La Jornada
La Unión Europea (UE) acordó ayer el endurecimiento de las sanciones económicas contra el gobierno iraní por la determinación de avanzar en su programa de desarrollo nuclear. Tales medidas incluyen bloqueos bancarios y del sector de seguros, de transporte aéreo y marítimo, así como la prohibición de nuevas inversiones, asistencia técnica y transferencia de tecnologías en el sector energético. El pretexto es la supuesta intención de Teherán de usar sus reactores y su uranio enriquecido para fabricar bombas atómicas, intención que fue desmentida por el acuerdo al que llegó hace una semanas con Turquía y Brasil para que esos países verificaran que el proceso de enriquecimiento del combustible nuclear no fuera usado por Irán con propósitos bélicos.
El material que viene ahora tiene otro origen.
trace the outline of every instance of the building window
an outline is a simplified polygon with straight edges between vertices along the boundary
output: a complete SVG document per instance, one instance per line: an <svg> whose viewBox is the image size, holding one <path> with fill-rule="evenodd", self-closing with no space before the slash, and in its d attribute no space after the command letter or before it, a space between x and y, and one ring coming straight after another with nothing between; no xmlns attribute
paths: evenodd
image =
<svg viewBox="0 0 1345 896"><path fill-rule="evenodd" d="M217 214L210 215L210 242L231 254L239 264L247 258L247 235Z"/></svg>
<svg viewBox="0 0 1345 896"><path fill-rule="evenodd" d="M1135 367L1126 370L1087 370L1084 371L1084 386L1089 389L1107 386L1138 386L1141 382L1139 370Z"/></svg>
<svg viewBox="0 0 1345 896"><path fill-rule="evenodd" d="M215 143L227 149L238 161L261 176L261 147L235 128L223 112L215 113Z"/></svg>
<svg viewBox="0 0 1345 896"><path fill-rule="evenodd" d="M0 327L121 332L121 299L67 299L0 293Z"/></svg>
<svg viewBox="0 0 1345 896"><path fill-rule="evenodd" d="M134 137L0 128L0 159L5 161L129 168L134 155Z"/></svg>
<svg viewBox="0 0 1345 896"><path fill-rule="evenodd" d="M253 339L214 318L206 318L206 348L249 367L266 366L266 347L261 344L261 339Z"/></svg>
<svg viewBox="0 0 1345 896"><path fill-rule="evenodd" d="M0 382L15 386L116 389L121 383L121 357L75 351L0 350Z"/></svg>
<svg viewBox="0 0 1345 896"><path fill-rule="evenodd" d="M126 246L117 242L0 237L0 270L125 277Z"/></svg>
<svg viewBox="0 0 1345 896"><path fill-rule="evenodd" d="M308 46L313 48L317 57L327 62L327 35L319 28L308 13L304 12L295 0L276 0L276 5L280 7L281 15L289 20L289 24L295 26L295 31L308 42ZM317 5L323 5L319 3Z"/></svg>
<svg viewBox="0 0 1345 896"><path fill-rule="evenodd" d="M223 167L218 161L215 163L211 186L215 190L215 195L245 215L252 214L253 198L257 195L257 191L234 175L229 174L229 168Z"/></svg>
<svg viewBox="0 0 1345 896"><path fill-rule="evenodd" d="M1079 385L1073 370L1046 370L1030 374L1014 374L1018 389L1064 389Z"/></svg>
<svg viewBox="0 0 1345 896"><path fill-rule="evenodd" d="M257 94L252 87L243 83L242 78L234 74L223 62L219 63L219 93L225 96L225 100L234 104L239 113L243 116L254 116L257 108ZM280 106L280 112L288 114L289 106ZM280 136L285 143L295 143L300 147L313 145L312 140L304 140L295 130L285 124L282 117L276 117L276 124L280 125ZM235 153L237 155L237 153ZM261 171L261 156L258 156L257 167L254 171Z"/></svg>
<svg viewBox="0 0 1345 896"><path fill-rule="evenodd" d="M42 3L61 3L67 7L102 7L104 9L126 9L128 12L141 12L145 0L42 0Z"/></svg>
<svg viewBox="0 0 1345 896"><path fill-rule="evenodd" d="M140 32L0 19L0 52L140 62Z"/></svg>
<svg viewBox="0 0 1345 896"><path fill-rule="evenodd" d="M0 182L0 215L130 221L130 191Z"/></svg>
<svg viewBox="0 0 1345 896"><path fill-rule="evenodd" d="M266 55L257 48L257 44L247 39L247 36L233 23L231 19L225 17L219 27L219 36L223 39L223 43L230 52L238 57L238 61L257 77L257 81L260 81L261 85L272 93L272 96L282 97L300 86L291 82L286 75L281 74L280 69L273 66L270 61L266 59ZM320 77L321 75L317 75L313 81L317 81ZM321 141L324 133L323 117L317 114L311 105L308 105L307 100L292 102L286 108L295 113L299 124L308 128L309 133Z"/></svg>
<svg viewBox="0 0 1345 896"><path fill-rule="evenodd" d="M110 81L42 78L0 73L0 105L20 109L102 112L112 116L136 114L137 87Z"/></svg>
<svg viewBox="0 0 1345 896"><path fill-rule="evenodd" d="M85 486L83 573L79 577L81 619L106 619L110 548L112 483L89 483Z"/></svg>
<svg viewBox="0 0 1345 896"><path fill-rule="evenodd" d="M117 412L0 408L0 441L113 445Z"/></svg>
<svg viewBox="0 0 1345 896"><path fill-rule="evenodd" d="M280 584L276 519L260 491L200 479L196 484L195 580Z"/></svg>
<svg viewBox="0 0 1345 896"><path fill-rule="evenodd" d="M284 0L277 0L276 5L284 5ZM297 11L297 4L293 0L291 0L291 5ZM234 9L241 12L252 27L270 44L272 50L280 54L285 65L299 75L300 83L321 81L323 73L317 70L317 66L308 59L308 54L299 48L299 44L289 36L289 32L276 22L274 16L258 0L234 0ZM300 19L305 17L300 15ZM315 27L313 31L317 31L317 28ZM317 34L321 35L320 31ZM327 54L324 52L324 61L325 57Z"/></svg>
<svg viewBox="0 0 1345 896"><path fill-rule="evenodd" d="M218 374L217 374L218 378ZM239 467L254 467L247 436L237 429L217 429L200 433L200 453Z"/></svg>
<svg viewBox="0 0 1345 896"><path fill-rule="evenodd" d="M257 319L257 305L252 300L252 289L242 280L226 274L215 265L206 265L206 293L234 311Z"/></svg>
El empecinamiento occidental en prohibir el desarrollo atómico al régimen iraní es, pues, insostenible. Pero lo sería incluso en el supuesto de que obedeciera a un afán de impedir la proliferación nuclear, toda vez que para detener ese fenómeno se requeriría de fundamentos legales y éticos hoy inexistentes. Las armas nucleares en el mundo actual están repartidas en forma arbitraria, sin garantía alguna de sensatez y contención por parte de sus poseedores: Estados Unidos, el principal instigador de las campañas contra Irán, es el único país que ha empleado bombas atómicas en un conflicto bélico, y no las arrojó contra objetivos militares, sino contra las poblaciones civiles de Hiroshima y Nagasaki. Por lo demás, la distribución de esos medios bélicos es resultado de la ley del más fuerte, de la capacidad de espionaje y de la astucia diplomática de algunos gobiernos.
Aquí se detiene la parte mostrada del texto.